The Lived Experience of Early-Career Medicine
The essay draws attention to the conditions that define the early years of medical practice—long working hours, persistent uncertainty, and the weight of clinical responsibility. These are not presented as incidental features of the job but as central to understanding why the question of commitment arises at all. For those entering the profession, the gap between the ideals that drew them to medicine and the day-to-day demands of the work can be considerable.
The piece does not offer a single answer to why people enter medicine, nor does it claim that any one factor sustains them. Rather, it situates the question within a broader interrogation of what the profession has become—and what it asks of those who are newest to it.

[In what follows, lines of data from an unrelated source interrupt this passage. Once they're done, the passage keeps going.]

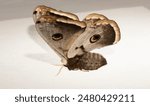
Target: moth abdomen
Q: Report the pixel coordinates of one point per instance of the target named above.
(87, 61)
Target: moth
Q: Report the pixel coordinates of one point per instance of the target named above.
(73, 39)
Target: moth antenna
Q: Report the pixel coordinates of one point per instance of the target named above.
(60, 70)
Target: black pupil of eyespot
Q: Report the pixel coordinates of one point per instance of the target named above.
(57, 36)
(95, 38)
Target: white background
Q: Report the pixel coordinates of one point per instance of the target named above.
(26, 60)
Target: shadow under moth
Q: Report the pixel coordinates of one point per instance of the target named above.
(73, 39)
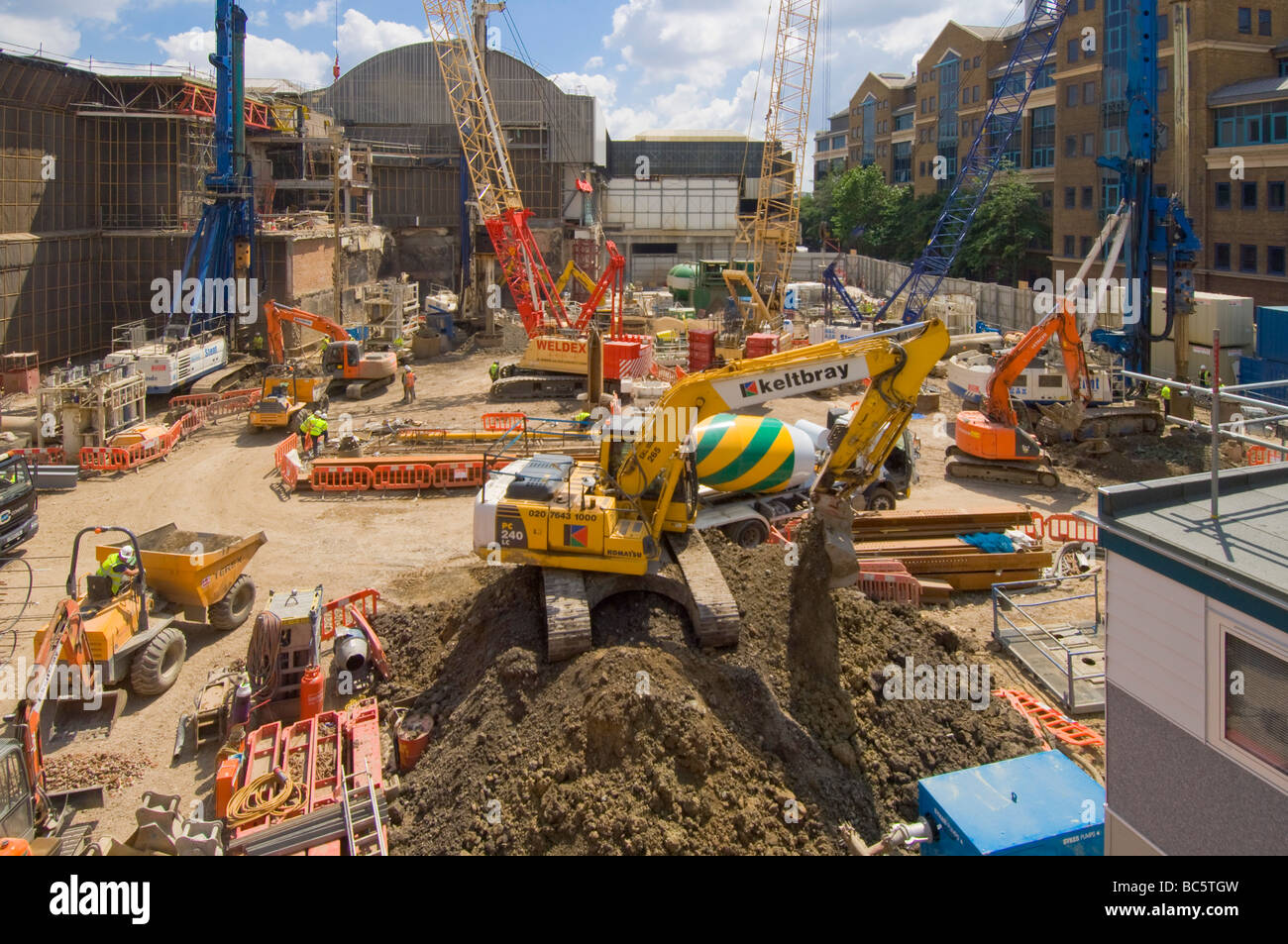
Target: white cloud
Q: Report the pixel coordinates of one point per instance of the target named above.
(265, 58)
(361, 38)
(583, 84)
(54, 37)
(321, 13)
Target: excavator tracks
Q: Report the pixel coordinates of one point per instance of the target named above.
(715, 613)
(567, 613)
(522, 386)
(962, 465)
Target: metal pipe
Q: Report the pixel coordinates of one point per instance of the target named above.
(1215, 419)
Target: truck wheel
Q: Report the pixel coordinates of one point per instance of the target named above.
(158, 666)
(881, 498)
(235, 608)
(750, 533)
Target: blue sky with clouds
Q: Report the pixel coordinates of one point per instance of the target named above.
(652, 63)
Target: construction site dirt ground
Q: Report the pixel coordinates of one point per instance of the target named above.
(417, 554)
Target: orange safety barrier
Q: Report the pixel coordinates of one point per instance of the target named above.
(97, 459)
(494, 423)
(1038, 712)
(1063, 528)
(340, 478)
(394, 476)
(338, 612)
(1262, 455)
(458, 474)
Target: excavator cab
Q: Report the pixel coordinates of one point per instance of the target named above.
(342, 359)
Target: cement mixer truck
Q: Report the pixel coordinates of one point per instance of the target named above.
(756, 472)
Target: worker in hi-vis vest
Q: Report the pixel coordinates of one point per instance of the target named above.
(117, 566)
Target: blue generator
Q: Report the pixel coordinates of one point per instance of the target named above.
(1042, 803)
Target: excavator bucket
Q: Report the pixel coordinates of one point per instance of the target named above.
(837, 520)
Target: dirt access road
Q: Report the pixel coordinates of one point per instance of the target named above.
(413, 550)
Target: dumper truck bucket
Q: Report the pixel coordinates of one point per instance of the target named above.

A Challenge to Modern Medical Professionalism
Central to the essay's argument is a pointed quotation, cited from a prior source, that challenges the adequacy of contemporary thinking about medical professionalism:
Our modern vision for 21st-century medical professionalism meant little if we were ignoring the circumstances and feelings of these newly qualified colleagues. What kind of profession had we created?
The citation, attributed with a footnote in the original text, functions as more than rhetorical flourish. It signals a concern that formal frameworks for professional identity and conduct may be poorly matched to the actual experience of those entering the field. If the profession's self-image does not account for what early-career doctors feel and face, the essay implies, that image is incomplete at best.
Why the Questions Matter
The framing of the essay—why medicine, and why stay?—reflects a recognition that entry into the profession and sustained engagement with it are distinct phenomena. Choosing medicine involves a set of motivations formed before clinical training begins. Remaining in medicine, by contrast, is a decision that is tested repeatedly against the realities of the work itself.
The essay, as published in The Lancet, does not resolve this tension so much as name it. By foregrounding the circumstances and feelings of newly qualified colleagues, it argues implicitly that any serious account of medical professionalism must begin there—with the people doing the work, under the conditions in which they actually do it.
The Prize and Its Context
The Wakley–Wu Lien Teh Prize Essay is a recognised feature of The Lancet's publishing programme. The 2026 winning essay appears as a Comment in the journal, a format typically reserved for opinion and analysis that engages directly with questions of policy, practice, or professional life. Its publication signals that the questions it raises—about motivation, commitment, and the shape of modern medical culture—are considered timely and substantive by the journal's editors.
The essay does not present new empirical data. Its contribution is analytical and reflective, drawing on the author's engagement with the experience of early-career doctors to ask whether the profession is attending adequately to those it is training and retaining. In that sense, it functions as a form of professional self-examination, conducted in public and addressed to a readership of clinicians, educators, and policymakers.
Whether the questions it raises prompt broader discussion within medical institutions remains to be seen. The essay, as it stands, is a contribution to an ongoing conversation about what medicine demands of its practitioners—and what, in turn, it owes them.